Hi,
I have created list of datasets in my library (called block) using below.
proc contents data=block._all_ noprint out=contents (keep=libname memname);
run;
proc sort data=contents nodup;
by libname memname;
run;
I like to loop through all of these datasets and apply the split macro below to each dataset.

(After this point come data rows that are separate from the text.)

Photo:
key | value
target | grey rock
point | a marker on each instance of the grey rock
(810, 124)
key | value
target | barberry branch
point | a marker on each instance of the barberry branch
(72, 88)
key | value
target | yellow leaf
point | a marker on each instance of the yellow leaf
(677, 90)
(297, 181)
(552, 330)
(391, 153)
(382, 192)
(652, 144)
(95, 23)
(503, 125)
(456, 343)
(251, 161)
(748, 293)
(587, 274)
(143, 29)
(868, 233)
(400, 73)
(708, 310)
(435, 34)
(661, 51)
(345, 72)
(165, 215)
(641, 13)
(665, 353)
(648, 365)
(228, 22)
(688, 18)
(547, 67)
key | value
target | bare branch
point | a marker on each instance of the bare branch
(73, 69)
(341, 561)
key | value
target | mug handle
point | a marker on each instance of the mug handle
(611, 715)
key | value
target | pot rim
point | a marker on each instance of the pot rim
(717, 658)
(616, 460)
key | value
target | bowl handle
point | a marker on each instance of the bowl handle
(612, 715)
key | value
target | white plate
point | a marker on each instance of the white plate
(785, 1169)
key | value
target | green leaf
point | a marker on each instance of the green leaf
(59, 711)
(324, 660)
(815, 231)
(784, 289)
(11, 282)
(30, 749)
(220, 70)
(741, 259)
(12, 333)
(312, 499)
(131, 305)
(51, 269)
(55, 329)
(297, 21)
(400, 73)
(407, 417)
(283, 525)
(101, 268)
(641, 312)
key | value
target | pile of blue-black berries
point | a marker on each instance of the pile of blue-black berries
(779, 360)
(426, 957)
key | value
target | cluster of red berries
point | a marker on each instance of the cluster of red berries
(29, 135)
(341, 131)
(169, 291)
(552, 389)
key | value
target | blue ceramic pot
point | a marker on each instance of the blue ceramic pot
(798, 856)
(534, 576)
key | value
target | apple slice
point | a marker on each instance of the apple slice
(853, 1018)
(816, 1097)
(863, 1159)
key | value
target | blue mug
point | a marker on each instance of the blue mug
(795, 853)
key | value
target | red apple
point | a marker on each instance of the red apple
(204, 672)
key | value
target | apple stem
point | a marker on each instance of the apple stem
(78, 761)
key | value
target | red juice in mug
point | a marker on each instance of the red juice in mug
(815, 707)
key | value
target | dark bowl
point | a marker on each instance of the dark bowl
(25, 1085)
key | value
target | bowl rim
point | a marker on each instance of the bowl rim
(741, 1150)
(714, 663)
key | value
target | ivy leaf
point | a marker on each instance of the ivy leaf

Since I have >200 datasets, how do I this without having to do it write split macro individually for each dataset. I'm having quite a bit trouble with this.
Thanks.
%macro split (SRC_DATASET=, OUT_PREFIX=, SPLIT_NUM=, SPLIT_DEF=); /* Parameters: /* SRC_DATASET - name of the source data set */ /* OUT_PREFIX - prefix of the output data sets */ /* SPLIT_NUM - split number */ /* SPLIT_DEF - split definition (=SETS or =NOBS) */ %local I K S TLIST; /* number of observations &K, number of smaller datasets &S */ data _null_; if 0 then set &SRC_DATASET nobs=N; if upcase("&SPLIT_DEF")='NOBS' then do; call symputx('K',&SPLIT_NUM); call symputx('S',ceil(N/&SPLIT_NUM)); put "***MACRO SPLIT: Splitting into datasets of no more than &SPLIT_NUM observations"; end; else if upcase("&SPLIT_DEF")='SETS' then do; call symputx('S',&SPLIT_NUM); call symputx('K',ceil(N/&SPLIT_NUM)); put "***MACRO SPLIT: Splitting into &SPLIT_NUM datasets"; end; else put "***MACRO SPLIT: Incorrect SPLIT_DEF=&SPLIT_DEF value. Must be either SETS or NOBS."; stop; run; /* terminate macro if nothing to split */ %if (&K le 0) or (&S le 0) %then %return; /* generate list of smaller dataset names */ %do I=1 %to &S; %let TLIST = &TLIST &OUT_PREFIX._&I; %end; /* split source dataset into smaller datasets */ data &TLIST; set &SRC_DATASET; select; %do I=1 %to &S; when(_n_ <= &K * &I) output &OUT_PREFIX._&I; %end; end; run; %mend split;
How about dosubl?
data _null_;
set contents;
rc=dosubl(cats('%split(SRC_DATASET=BLOCK.',MEMNAME,',out_prefix=BLOCK.',MEMNAME,',split_num=200,SPLIT_DEF=NOBS)'));
run;
Like this?
data _null_;
set CONTENTS;
call execute(catt('%split(ds=BLOCK.',MEMNAME,',out_prefix=_a,split_num=200);'));
run;
Hi Chris,
Thanks for your quick reply.
I tried yours method, but it is not working for me. I don't get any new datasets output to my work library.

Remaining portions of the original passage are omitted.